Why consensus is hard: the FLP Impossibility

The FLP Impossibility Theorem (Fischer, Lynch, Paterson, 1985)1 proves that in a purely asynchronous distributed system with even a single faulty node, no algorithm can guarantee consensus in bounded time.

The implication is that every practical consensus algorithm makes a trade-off: - Either it assumes partial synchrony (message delays are bounded, eventually), or - It sacrifices liveness (it may block forever in adversarial conditions), or - It sacrifices safety (it may produce inconsistent results in rare cases).

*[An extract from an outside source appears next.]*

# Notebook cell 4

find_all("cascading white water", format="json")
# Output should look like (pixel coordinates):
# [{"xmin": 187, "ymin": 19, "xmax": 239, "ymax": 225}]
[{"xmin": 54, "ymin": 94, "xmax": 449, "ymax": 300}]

Real systems handle this by using timeouts as a proxy for failure detection — accepting that a slow node looks indistinguishable from a crashed one.


Failure models

Before choosing a consensus algorithm, you must know what failures to tolerate:

Model What a faulty node does Tolerance cost
Crash-stop The node halts and never recovers Easiest to handle — a majority of N nodes can tolerate ⌊(N-1)/2⌋ failures
Crash-recovery The node halts but may restart with persistent state Requires durable logs; algorithms must handle rejoining nodes
Byzantine The node behaves arbitrarily — incorrect messages, equivocation, malice Hardest — requires 3f+1 nodes to tolerate f Byzantine failures

Most datacenter algorithms assume crash-stop or crash-recovery. Byzantine fault tolerance (BFT) is used in blockchain and safety-critical systems.


Paxos

Paxos2, introduced by Leslie Lamport (1998), was the first practical consensus algorithm for crash-stop failures in asynchronous networks. It operates in two phases and tolerates up to ⌊(N-1)/2⌋ failures with N nodes.

sequenceDiagram
  participant P as Proposer
  participant A1 as Acceptor 1
  participant A2 as Acceptor 2
  participant A3 as Acceptor 3

  Note over P,A3: Phase 1 — Prepare
  P->>A1: Prepare(n)
  P->>A2: Prepare(n)
  P->>A3: Prepare(n)
  A1-->>P: Promise(n, -)
  A2-->>P: Promise(n, -)
  A3-->>P: Promise(n, -)

  Note over P,A3: Phase 2 — Accept
  P->>A1: Accept(n, value)
  P->>A2: Accept(n, value)
  P->>A3: Accept(n, value)
  A1-->>P: Accepted
  A2-->>P: Accepted

Phase 1 (Prepare): The proposer sends a ballot number n to a quorum of acceptors. Each acceptor promises not to accept any proposal with a lower number.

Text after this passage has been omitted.